The world renowned guidebook also says the city has the best food north of the Border and has "a warmth and energy that leave every visitor impressed".
And, embracing our friendly rivalry, Glasgow also managed to get one over on its rivals in the east as the guidebook declared: "Scotland's biggest city lacks Edinburgh's classical beauty but more than makes up for it with a barrelful of things to do".
What's more, despite being famously without Michelin-starred restaurants - Edinburgh has five - Glasgow is, according to Lonely Planet, is "the best place to eat in Scotland" with Café Gandolfi, Left Bank, Ubiquitous Chip and Stravaigin among its top eateries.
Glasgow's greatest commodity also contributes towards the guide's glowing review with the book reflecting that the people are "so friendly it's almost unnerving".
Stuart Patrick, chief executive of Glasgow Chamber of Commerce, said: "Lonely Planet's recent acknowledgements of the city are extremely positive and reflect Glasgow's wealth of attractions.
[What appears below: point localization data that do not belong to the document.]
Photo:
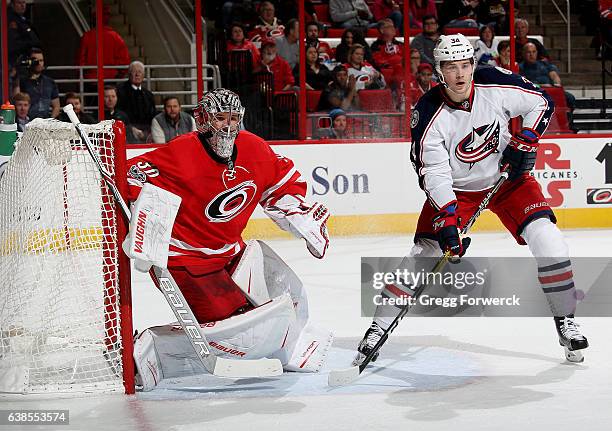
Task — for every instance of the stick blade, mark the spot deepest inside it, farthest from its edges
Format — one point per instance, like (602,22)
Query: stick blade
(248,368)
(342,377)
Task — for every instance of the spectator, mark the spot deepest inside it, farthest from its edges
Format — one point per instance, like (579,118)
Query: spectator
(420,9)
(312,38)
(238,41)
(172,122)
(340,93)
(459,13)
(267,21)
(115,50)
(388,54)
(287,46)
(137,102)
(503,59)
(237,10)
(75,100)
(382,9)
(426,41)
(288,9)
(544,74)
(486,46)
(600,12)
(521,28)
(350,13)
(387,51)
(275,64)
(20,34)
(110,104)
(493,13)
(423,82)
(349,37)
(415,60)
(22,106)
(42,89)
(337,129)
(317,76)
(366,75)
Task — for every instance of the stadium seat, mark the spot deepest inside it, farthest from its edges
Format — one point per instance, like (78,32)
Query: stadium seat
(322,11)
(285,115)
(312,100)
(376,100)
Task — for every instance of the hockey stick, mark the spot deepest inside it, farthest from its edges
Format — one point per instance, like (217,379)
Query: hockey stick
(243,368)
(347,375)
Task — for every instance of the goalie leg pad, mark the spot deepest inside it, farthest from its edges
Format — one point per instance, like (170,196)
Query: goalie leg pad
(151,226)
(149,372)
(249,274)
(258,333)
(310,351)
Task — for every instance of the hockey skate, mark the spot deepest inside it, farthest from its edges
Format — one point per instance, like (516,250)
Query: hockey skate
(366,345)
(571,338)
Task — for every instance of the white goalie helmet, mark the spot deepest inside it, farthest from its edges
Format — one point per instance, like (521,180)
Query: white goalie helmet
(452,47)
(206,113)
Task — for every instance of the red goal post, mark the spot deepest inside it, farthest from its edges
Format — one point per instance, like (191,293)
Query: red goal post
(65,322)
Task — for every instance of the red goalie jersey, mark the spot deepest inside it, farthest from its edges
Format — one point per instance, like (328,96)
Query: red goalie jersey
(217,201)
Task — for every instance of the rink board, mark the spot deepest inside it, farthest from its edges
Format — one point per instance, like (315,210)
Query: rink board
(371,188)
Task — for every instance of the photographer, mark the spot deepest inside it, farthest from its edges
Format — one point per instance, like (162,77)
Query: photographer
(41,88)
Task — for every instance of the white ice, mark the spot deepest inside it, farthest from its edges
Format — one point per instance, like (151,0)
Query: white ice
(434,374)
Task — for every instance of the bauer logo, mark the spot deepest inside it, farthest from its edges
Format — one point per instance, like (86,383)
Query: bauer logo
(325,182)
(599,196)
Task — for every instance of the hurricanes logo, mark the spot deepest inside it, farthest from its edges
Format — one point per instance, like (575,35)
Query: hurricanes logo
(479,144)
(229,203)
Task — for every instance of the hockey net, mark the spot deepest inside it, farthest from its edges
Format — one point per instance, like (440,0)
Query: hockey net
(63,324)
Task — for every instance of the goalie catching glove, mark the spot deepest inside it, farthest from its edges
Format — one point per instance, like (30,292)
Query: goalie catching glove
(520,153)
(150,227)
(292,214)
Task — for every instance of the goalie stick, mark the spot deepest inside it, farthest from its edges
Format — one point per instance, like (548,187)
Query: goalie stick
(243,368)
(347,375)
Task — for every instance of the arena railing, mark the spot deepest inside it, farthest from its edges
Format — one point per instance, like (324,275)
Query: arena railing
(186,78)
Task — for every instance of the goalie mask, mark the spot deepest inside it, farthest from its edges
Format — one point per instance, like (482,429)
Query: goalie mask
(219,114)
(453,47)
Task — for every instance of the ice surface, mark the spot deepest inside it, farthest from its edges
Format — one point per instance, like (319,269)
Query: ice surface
(434,374)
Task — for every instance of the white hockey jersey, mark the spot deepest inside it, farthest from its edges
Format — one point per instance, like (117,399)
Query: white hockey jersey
(459,146)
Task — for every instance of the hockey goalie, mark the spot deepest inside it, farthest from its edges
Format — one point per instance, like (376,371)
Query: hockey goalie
(192,200)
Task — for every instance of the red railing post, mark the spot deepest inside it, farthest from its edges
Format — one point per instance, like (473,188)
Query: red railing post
(100,57)
(199,59)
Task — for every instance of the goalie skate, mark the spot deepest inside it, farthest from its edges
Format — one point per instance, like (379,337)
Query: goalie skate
(571,338)
(366,345)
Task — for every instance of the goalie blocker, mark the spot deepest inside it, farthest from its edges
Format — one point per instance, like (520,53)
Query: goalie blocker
(277,326)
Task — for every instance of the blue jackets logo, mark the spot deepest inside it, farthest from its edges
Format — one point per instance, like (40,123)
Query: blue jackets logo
(479,144)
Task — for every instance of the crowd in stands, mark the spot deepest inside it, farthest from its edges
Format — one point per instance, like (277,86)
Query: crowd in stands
(36,95)
(341,73)
(262,37)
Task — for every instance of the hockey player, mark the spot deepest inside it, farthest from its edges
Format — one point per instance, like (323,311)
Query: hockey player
(193,198)
(460,139)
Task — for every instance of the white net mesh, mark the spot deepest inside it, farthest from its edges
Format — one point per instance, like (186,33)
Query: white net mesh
(59,301)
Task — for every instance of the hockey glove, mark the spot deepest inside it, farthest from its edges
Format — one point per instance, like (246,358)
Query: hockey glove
(520,153)
(306,221)
(445,228)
The city's Arts scene continues to go from strength to strength, this year's Celtic Connections Festival received global acclaim, the city's Film Festival attracted over 30,000 people, while Glasgow has secured a deal to host the star-studded MOBO Awards bi-annually for the next 5 years.
"First-class brands have also invested in the city in recent years, underlining Glasgow's international appeal, with Dutch brand citizenM choosing the city as its first location outside of Amsterdam and renowned toy store Hamleys selecting Glasgow for the brand's first Scottish outlet."
Already officially the best place to shop in the UK outside London, the guide further cements Glasgow as a "shopaholics' paradise".
Acknowledging the giant strides the city has taken in regeneration and development in recent years, the book says: "Once synonymous with bleak poverty and grim desperation, Glasgow has managed to turn things around to the point that it's now a byword for style and chic."
Looking to the future and preparing to build on current successes to establish a secure legacy for the city, Stuart continued: "Continual inward investment is essential to maintain Glasgow's drive for success and the Chamber is heading up the city centre component of the council's new City Vision initiative to develop a sound strategy for the socio-economic prosperity of Glasgow over the next 50 years."